How Much Courage Does it Take? (WT428)Blog
You know from the past few weeks that Ross and I have been travelling throughout NSW on a roadshow with the Association of Consulting Surveyors.
We had some time before travelling to the next town so we decided to explore.
I just love being able to be spontaneous. We passed a sign on the road that read, “Bonegilla Migrant Experience”. Having worked with the late Dagnija (pronounced Dugnea) McGrath, Co-Founder of Kip McGrath Education Centres, who as a child came to Australia from Latvia and found herself in a migrant camp, I was curious to see for myself.
Wow! The courage the migrants must have had to take on the journey to another country they knew nothing about with no more than one suitcase for their worldly belongings, just blows my mind.
It’s true, fear also played a major role, motivating them to leave their war torn countries, but it took so much courage to survive and thrive.
Families lived in two rooms in the old army barracks at Bonegilla (on the NSW and Victorian border). The rooms were not clad until the 1950’s and there was no heating or air-conditioning.
Each morning residents had to queue to get into the ablution block. Hot water often ran out. The food was different to what they were used to and the only sense of control the women had was doing the family washing. Their meals were prepared for them and as Mrs McGrath once told me, because of her experience she could not line up for food in a cafeteria, etc.

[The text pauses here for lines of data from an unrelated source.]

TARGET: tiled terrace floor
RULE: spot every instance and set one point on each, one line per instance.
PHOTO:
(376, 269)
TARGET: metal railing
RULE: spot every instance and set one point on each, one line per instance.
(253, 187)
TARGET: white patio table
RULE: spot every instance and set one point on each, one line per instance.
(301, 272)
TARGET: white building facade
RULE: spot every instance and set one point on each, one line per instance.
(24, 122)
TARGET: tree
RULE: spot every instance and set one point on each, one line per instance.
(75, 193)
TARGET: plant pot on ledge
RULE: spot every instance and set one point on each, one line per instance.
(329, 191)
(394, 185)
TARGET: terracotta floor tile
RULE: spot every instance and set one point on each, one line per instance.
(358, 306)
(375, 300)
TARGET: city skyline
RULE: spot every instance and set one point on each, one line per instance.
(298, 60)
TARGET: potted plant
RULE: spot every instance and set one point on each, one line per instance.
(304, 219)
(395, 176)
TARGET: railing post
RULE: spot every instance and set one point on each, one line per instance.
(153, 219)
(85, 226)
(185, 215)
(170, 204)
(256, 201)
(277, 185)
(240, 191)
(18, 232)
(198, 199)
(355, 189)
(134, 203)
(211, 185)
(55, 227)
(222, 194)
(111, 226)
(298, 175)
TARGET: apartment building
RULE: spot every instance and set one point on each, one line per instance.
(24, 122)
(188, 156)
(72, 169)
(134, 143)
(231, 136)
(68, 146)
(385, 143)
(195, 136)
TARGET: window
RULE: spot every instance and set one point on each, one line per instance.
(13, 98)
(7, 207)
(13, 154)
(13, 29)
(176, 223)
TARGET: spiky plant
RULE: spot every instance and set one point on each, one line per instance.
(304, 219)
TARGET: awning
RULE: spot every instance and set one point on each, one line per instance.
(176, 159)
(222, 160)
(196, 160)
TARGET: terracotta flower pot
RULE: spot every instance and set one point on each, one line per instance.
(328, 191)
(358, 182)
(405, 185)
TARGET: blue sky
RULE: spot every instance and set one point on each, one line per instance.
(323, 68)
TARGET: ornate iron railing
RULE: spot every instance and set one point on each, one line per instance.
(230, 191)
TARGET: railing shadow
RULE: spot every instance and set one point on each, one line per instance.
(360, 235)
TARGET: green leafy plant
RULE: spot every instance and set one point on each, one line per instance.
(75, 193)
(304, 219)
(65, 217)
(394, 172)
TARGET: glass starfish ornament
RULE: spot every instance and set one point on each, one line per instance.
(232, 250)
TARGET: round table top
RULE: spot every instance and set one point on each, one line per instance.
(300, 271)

As we walked around the camp and talked with Alice, our very passionate and knowledgeable guide, I was reminded of what it takes to succeed in business and in life.
Alice told us that the new arrivals were terrified when they arrived by boat and were placed on a train (the red rattler) thinking they were going off to their death as happened to so many family members in Europe, only to find themselves at the end of the train journey in the middle of a large paddock in what seemed like the middle of nowhere.
They were known as “Reffos”, (slang for refugees) and often experienced discrimination because of their situation and yet they survived and many thrived, including Karl Kruszelnicki AM, often referred to as “Dr Karl”, an Australian science communicator and populariser, who is known as an author and science commentator on Australian radio and television. Dr Karl came to Australia as a refugee and lived in Bonegilla for 3 months. During an interview with Anh Do, he recalled how, as a “reffo”, he had to walk to school in the rain whilst the other local kids would be picked up and driven.
So what does that have to do with you and business and life?
Firstly, acknowledge yourself for the courage you have shown to get to where you are now. Wherever you are in life or business, you have survived to this point. At times you would have experienced fear and would have dug deep to find your courage to continue.
Be inspired by the fact that we can overcome obstacles and that if you’re “doing it tough at the moment”, that there is hope. This too will pass.
Just as the migrants were courageous and brave, so too are you.